La Roumanie, la Bulgarie, la partie Nord de Chypre. Je voudrais terminer par deux observations. La première concerne les deux pays d'Europe centrale et orientale qui ne sont pas couverts par le document de la Commission: la Roumanie et la Bulgarie. M. Prodi et M. Verheugen ont insisté sur la nécessité d'adresser à ces deux pays des "signaux politiques" forts et substantiels, de prévoir en leur faveur un soutien particulier adapté à leurs besoins et d'intensifier les négociations d'adhésion avec eux. Il faut leur faire comprendre qu'ils ne sont pas mis de côté, mais qu'au contraire, on les attend. D'ailleurs, la Roumanie prend déjà en considération la possibilité d'accélérer son calendrier d'adhésion: 2005 ou 2006 (au lieu de 2007 comme il est actuellement prévu dans les textes officiels).
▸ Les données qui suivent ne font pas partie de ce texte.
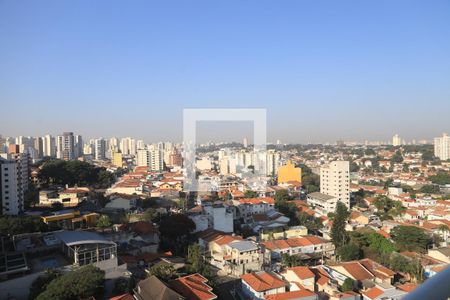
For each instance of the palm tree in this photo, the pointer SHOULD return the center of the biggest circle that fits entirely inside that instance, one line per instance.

La deuxième observation concerne les deux candidats méditerranéens. L'attention est concentrée sur les pays d'Europe centrale et orientale, mais on ne doit pas oublier Chypre et Malte, qui pour l'essentiel sont déjà prêts. Il reste, bien sûr, le problème de la division de Chypre. Il y a quelques mois, il représentait l'un des soucis majeurs de la Commission. À présent, le fait que la Commission ait prévu dans son document des financements spécifiques et croissants pour la partie nord de l'île (celle habitée par l'ethnie turque) indique à quel point la situation a évolué. C'est une note positive à souligner. (F.R.)